After Tuesday evening’s open work session on other topics, the Board of Education first voted in the open to approve a list of other personel recommendations, such as teacher resignations and retirements. The vote was 7-0, with District 5 member Glennera Martin not casting a vote but not indicating that she abstained, either.
The board also voted, before going into closed session, on a list of contract recommendations for the new school year, such as teacher contract renewals. Martin made the motion on these, seconded by District 1 member Cheri Wagner. The vote was again 7-0, but this time with District 3 member Stuart Tedders, Ph.D., abstaining because his wife, a teacher in the school system, was on the list of recommendations.
Five reassigned
Then the board voted to go into closed session to discuss additional personnel actions. In addition to the recommendation to promote Prosser to principal, Wilson presented a list of administrative transfers, including transfers of five current principals and nine assistant principals among the 15 schools.
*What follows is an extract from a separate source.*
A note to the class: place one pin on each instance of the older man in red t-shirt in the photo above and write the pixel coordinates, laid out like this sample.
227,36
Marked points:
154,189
Just as with last year’s controversial transfer of one principal to an assistant principal position at another school, Wilson made these transfers without asking the board to vote on them.
“The informational memorandum listing administrative transfers did not require a vote because administrative transfers fall under the superintendent's authority and discretion,” Hayley Greene, the school system’s public relations and marketing specialist, stated in an email Wednesday.
So, after the board returned to open session, the one item voted on was Prosser’s appointment as principal. This required a vote because it involved a promotion, Greene said.
One ‘no’ vote
Tedders made the motion, and District 7 member Heather Mims seconded it. District 4 member April Newkirk cast the one “no” voted.
“Chad Prosser is a great guy and well respected in our school system,” Newkirk responded in an email to the newspaper Wednesday. “I do not think that anyone in the community would have a negative thing to say about Mr. Prosser. My vote at the meeting last night was based on my concerns with Bulloch County School's principal selection process.”
Newkirk said she hopes to help the school system establish a more consistent and transparent process of administrative hiring and reassignment.
“I do want to say that I do not support the regular shuffling of administrators and its impacts on the selection and reassignment of administrators in the system,” she wrote. “I wish Mr. Prosser the very best in his new role as principal of Statesboro High School.”
One of the transfers Wilson presented is the reassignment of Portal Middle High School Principal Patrick Hill to be athletic director and assistant principal at Statesboro High, replacing Prosser in that position. Four other principals are beiing reassigned, as principals, to different schools, as will be explained in a later story.
Current process
The Bulloch County school system posted the job opening for a Statesboro High principal Jan. 8, after LeCain announced his retirement. LeCain’s 35 years as an educator include 19 years at Statesboro High and five as its principal.
Seven of the 14 people who applied for the job met the posted requirements, the school system stated in the news release that Greene provided. A screening committee reviewed the applications in a “blind” process, in other words one designed to prevent the committee from knowing the applicants’ identities before the initial screening.
This committee chose five applicants to interview in person, and referred three of them to one-on-one interviews with Wilson and meetings with members of Statesboro High’s school council, which includes faculty members, some parents and some community business representatives.
Wilson then made his recommendation with feedback from others involved in the process.